Tim pemasaran yang baik memerlukan anggota yang berdedikasi tinggi. Ketika anda fokus mencari peluang-peluang untuk mengucapkan terima kasih, pada dasarnya anda telah memprioritaskan kebutuhan tim. Sikap seperti ini sangat penting terutama di pasar tenaga kerja yang ketat seperti saat sekarang ini. Seperti diucapkan Danielle Itani, Directur Pemasaran di Innovative Employee Solutions, “Karyawan adalah asset, bukan beban, jadi perusahaan mesti menunjukkan rasa terima kasih kepada assetnya yang paling berharga, yakni karyawannya.”

Selanjutnya menurut itani, mengutamakan orang dibanding keuntungan dapat menjadi faktor pembeda antara perusahaan dalam persaingan di dunia bisnis pasca-pandemi, di mana masyarakat lebih memprioritaskan kesehatan mental dan keseimbangan antara pekerjaan dengan kehidupan pribadi. Namun, ia juga menyarankan bahwa sikap hormat ini ditunjukkan oleh setiap manajer dan pemimpin di perusahaan, bukan hanya oleh sebagian orang saja. Dampaknya akan lebih besar jika strategi pemasaran simpatik ini diterapkan dengan pendekatan top-down, yang dimulai dari para pemimpin senior.

Mempermudah Penyelesaian Masalah

Apakah anda pernah mengalami masalah untuk mendorong karyawan berfikir out-of-the-box? Hambatan terbesar mereka mungkin terletak pada rasa takut jika mengatakan sesuatu yang salah atau jika ide mereka ditolak. Sikap berterima kasih terhadap input (masukan) bukan hanya terhadap output (keluaran) dapat memotivasi karyawan. Rasa syukur adalah bentuk pengakuan atas apa yang diberikan orang lain.

Jadi, jika ide dan partisipasi mereka diterima, karyawan akan lebih termotivasi untuk berinovasi. Sikap hormat ini mendorong munculnya rasa optimisme, harapan, dan masa depan cerah bagi perusahaan. Alhasil, anda bisa mengurai permasalahan secara lebih cepat jika didukung oleh karyawan-karyawan yang berdedikasi dan termotivasi. Jika bercermin pada aspek positif dalam hidup, maka kita bisa fokus pada peluang yang ada di depan dan mempermudah dalam mengatasi permasalahan yang mungkin ditemui di sepanjang perjalanan.

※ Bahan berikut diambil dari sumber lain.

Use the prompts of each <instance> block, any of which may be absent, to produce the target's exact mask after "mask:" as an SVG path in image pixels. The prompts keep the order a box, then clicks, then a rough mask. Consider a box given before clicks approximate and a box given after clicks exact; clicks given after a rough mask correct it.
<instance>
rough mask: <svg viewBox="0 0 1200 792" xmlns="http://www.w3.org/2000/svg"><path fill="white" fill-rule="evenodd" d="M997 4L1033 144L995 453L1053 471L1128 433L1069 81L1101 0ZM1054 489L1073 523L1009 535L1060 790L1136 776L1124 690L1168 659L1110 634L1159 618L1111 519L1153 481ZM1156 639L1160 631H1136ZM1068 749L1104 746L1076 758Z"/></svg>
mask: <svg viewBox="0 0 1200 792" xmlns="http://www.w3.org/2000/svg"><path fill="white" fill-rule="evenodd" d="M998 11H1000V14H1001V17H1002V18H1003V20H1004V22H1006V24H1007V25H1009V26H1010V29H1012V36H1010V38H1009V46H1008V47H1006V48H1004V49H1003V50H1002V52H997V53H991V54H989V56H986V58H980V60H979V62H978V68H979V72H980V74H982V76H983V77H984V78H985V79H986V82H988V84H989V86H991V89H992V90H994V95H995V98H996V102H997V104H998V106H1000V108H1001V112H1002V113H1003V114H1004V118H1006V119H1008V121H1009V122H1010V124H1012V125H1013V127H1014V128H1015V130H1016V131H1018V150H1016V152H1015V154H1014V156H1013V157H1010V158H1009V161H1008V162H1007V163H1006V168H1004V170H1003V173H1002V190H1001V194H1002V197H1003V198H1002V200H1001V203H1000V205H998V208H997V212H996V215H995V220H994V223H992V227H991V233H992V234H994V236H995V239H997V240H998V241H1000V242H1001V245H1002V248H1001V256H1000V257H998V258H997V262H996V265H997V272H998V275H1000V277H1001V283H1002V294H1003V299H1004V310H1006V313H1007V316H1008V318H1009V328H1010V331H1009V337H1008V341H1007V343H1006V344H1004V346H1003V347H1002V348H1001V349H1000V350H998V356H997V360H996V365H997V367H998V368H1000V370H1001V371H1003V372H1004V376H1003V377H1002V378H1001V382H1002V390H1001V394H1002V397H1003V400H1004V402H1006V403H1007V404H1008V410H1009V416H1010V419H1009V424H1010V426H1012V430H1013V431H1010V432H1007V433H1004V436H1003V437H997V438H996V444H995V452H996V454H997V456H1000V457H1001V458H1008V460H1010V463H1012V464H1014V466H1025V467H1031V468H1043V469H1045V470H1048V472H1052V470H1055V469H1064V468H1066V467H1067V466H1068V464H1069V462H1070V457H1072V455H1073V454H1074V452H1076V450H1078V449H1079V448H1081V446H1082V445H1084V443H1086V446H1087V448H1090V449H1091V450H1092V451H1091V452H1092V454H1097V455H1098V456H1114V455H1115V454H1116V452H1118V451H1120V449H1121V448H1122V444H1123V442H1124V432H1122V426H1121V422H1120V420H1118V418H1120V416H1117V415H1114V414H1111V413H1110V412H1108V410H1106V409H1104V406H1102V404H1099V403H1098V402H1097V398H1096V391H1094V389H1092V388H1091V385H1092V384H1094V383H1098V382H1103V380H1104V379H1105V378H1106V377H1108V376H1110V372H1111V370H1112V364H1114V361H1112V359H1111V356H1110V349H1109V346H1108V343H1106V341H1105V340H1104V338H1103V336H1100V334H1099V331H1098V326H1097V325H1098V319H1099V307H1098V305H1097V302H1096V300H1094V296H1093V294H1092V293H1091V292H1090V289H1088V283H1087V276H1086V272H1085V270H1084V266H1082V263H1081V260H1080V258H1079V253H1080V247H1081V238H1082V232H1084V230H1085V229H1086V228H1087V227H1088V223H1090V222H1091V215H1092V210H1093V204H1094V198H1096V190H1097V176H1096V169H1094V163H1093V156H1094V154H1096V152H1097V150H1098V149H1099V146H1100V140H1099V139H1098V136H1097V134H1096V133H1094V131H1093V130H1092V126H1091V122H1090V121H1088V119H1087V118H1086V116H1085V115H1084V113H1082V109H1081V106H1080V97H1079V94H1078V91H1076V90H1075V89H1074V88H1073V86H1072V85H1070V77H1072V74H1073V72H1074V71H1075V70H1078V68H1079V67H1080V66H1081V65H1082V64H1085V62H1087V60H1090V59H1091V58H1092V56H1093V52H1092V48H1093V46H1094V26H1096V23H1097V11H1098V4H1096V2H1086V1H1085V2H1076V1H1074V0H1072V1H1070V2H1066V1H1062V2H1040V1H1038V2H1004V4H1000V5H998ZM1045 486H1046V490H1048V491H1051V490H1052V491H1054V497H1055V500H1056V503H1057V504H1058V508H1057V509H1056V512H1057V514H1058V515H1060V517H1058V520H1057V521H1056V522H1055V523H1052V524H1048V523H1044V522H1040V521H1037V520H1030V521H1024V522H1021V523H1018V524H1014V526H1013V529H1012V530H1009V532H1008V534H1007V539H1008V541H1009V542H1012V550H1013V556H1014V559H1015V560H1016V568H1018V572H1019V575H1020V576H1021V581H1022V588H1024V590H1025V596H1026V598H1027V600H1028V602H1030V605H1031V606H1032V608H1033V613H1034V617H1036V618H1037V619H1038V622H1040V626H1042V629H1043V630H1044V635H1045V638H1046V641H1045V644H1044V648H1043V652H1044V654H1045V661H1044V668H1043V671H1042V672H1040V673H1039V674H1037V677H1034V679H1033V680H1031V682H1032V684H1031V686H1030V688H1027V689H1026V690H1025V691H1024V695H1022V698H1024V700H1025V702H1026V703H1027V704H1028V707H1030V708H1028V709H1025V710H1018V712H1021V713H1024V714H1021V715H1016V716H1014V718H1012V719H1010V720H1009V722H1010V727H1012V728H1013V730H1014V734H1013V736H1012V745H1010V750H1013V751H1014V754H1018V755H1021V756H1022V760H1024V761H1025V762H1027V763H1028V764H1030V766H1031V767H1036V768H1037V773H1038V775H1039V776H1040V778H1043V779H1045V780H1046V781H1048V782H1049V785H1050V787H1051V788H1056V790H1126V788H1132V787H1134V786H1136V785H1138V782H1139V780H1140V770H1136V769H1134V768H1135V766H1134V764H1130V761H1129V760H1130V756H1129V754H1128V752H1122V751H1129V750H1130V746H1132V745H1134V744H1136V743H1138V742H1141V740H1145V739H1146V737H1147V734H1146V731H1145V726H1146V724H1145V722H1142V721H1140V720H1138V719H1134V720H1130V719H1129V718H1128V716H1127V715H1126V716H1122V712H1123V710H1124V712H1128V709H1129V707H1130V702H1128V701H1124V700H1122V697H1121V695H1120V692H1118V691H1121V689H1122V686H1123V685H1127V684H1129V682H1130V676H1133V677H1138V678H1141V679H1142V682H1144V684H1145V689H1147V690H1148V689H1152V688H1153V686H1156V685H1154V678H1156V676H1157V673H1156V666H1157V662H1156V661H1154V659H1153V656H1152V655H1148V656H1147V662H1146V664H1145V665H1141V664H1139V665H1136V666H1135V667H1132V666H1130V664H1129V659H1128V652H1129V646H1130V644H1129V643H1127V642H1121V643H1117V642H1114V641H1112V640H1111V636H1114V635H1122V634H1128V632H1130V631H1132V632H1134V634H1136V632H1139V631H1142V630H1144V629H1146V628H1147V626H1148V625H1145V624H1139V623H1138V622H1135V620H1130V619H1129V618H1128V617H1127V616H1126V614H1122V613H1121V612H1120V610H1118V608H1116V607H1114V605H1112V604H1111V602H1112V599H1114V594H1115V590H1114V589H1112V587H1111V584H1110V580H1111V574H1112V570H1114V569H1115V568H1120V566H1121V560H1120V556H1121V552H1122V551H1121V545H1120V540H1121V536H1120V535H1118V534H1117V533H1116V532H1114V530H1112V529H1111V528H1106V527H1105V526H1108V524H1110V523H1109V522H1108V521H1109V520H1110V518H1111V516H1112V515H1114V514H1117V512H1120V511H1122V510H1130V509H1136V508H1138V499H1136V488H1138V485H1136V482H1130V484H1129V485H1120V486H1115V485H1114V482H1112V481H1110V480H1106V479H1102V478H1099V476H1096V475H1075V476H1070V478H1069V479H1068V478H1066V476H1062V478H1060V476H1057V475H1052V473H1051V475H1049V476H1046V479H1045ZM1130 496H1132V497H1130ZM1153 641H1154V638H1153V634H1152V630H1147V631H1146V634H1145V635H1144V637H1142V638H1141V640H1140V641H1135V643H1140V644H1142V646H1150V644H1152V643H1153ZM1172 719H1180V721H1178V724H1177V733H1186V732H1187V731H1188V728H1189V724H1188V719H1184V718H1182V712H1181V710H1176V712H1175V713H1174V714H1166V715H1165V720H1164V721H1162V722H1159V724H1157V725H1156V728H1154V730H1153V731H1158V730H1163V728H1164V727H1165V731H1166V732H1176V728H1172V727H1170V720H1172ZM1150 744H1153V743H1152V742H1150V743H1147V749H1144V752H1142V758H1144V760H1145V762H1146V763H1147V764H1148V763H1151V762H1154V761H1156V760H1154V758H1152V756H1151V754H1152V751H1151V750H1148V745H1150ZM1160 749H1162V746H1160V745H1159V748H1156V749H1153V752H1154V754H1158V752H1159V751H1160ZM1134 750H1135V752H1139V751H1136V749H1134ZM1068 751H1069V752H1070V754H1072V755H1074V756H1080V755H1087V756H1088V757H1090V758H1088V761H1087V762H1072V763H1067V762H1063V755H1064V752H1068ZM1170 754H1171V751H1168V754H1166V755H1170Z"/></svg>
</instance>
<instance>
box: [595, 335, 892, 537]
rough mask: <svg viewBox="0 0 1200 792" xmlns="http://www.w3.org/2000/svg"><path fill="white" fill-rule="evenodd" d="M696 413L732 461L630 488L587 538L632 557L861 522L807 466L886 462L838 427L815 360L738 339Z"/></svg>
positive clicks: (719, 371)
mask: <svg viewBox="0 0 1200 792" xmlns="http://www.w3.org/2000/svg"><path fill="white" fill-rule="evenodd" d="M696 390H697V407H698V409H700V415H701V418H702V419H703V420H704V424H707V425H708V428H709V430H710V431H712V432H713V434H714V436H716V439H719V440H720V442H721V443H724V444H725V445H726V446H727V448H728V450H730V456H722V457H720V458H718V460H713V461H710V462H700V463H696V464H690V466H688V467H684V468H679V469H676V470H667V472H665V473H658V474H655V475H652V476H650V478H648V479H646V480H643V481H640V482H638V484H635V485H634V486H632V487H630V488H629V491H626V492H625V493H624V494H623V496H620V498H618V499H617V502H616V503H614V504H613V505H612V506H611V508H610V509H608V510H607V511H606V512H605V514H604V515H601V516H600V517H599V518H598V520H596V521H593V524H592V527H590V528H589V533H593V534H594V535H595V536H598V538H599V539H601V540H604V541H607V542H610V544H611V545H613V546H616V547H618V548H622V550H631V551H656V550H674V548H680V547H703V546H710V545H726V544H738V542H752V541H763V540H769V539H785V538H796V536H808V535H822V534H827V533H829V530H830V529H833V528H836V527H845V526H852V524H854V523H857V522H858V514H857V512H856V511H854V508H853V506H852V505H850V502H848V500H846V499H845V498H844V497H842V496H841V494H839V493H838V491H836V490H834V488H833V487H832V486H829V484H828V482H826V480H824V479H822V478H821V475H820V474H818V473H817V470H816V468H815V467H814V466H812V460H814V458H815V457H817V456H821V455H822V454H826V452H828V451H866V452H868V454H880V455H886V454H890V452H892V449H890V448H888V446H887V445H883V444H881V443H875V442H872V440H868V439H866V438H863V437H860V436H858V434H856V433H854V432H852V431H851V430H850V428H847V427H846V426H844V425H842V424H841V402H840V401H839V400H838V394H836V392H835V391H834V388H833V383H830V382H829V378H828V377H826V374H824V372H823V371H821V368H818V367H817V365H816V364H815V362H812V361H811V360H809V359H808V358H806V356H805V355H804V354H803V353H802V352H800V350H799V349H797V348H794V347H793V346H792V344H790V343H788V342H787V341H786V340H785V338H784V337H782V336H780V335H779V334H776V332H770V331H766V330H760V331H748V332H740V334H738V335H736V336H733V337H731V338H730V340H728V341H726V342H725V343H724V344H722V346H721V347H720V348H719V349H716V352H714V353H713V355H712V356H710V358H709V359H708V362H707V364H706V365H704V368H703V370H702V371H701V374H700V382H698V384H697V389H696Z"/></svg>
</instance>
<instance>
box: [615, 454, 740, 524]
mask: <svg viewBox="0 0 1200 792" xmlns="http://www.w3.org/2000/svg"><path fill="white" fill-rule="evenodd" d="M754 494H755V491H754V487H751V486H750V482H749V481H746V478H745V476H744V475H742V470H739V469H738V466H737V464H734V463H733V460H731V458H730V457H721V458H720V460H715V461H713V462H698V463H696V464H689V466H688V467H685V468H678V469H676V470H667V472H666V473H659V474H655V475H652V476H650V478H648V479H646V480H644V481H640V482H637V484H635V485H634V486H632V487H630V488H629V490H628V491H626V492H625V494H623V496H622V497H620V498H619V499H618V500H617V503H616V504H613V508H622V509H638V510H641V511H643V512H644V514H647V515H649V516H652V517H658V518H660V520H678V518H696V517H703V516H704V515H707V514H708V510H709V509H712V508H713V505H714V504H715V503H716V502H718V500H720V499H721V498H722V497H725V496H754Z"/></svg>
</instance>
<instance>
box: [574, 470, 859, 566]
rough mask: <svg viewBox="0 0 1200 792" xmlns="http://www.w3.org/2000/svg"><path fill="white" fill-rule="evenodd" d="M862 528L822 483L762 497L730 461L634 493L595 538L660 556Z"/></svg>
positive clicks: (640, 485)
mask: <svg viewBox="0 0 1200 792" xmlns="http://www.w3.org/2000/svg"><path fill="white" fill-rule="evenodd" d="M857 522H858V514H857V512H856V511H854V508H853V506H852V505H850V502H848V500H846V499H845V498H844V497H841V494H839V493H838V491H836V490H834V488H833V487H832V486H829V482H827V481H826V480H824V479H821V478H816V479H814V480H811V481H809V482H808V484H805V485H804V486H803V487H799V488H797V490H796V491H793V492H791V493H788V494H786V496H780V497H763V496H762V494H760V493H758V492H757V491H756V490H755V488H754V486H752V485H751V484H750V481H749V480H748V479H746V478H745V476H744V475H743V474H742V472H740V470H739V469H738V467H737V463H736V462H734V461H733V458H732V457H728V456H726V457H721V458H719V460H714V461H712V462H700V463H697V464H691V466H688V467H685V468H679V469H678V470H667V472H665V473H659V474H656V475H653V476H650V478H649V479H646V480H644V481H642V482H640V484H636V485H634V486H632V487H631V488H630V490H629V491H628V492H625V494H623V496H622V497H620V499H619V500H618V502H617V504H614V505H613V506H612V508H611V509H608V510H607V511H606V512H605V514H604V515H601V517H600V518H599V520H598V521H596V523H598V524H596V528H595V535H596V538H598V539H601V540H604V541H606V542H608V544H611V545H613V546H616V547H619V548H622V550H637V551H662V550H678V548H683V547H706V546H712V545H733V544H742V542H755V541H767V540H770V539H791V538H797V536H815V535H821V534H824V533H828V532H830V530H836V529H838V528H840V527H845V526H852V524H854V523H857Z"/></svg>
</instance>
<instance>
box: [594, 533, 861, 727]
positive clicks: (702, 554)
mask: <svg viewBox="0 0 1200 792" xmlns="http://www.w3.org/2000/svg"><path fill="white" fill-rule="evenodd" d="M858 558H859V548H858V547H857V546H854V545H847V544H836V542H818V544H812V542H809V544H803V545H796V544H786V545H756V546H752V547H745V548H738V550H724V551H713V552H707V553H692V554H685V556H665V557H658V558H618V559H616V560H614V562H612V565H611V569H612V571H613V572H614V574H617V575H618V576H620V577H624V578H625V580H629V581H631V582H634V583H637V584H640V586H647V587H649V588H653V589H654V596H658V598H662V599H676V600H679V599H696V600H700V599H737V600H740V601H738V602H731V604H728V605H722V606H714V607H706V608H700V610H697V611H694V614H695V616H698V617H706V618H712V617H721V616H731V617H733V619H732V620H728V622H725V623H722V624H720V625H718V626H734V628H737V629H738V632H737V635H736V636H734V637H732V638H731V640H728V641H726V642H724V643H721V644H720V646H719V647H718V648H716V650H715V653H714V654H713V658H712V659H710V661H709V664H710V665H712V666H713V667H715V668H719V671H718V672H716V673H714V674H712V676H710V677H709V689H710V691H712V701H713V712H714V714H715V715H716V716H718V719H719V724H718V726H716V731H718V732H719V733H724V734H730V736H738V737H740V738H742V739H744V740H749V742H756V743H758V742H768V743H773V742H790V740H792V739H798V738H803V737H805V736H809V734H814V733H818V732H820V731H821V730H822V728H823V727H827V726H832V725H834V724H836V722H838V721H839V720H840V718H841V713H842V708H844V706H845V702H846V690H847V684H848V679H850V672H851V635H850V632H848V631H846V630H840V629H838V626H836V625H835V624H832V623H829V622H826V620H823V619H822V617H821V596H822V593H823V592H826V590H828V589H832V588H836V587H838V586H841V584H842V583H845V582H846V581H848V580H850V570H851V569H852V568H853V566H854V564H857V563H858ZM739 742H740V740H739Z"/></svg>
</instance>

Sebagai Fondasi dari Hubungan Yang Kuat

Jika anda ingin membangun hubungan yang kuat dengan vendor maupun konsumen, maka cobalah menerapkan strategi pemasaran simpatik ini, bukan rasa simpati yang dibuat-buat, namun dibangun sebagai salah satu budaya organisasi. Menurut Alison Gutterman, CEO sekaligus Presiden Jelmar, rasa syukur adalah salah satu cara untuk membangun loyalitas dengan pihak ketika yang berperan penting bagi perusahaan anda, yakni vendor. Selain menjawab email, pertanyaan, atau telpon dari vendor secara tepat waktu, perusahaan juga membuat misi untuk mengirimkan produk tepat waktu melalui kolaborasi yang kuat dengan vendor.

Strategi  pemasaran simpatik tidak melulu tentang diskon besar atau hadiah bagi karyawan, konsumen, maupun vendor. Adakalanya, hal-hal kecil yang mencerminkan kebaikan dan ikhlasan lebih berarti untuk membangun loyalitas kepada perusahaan.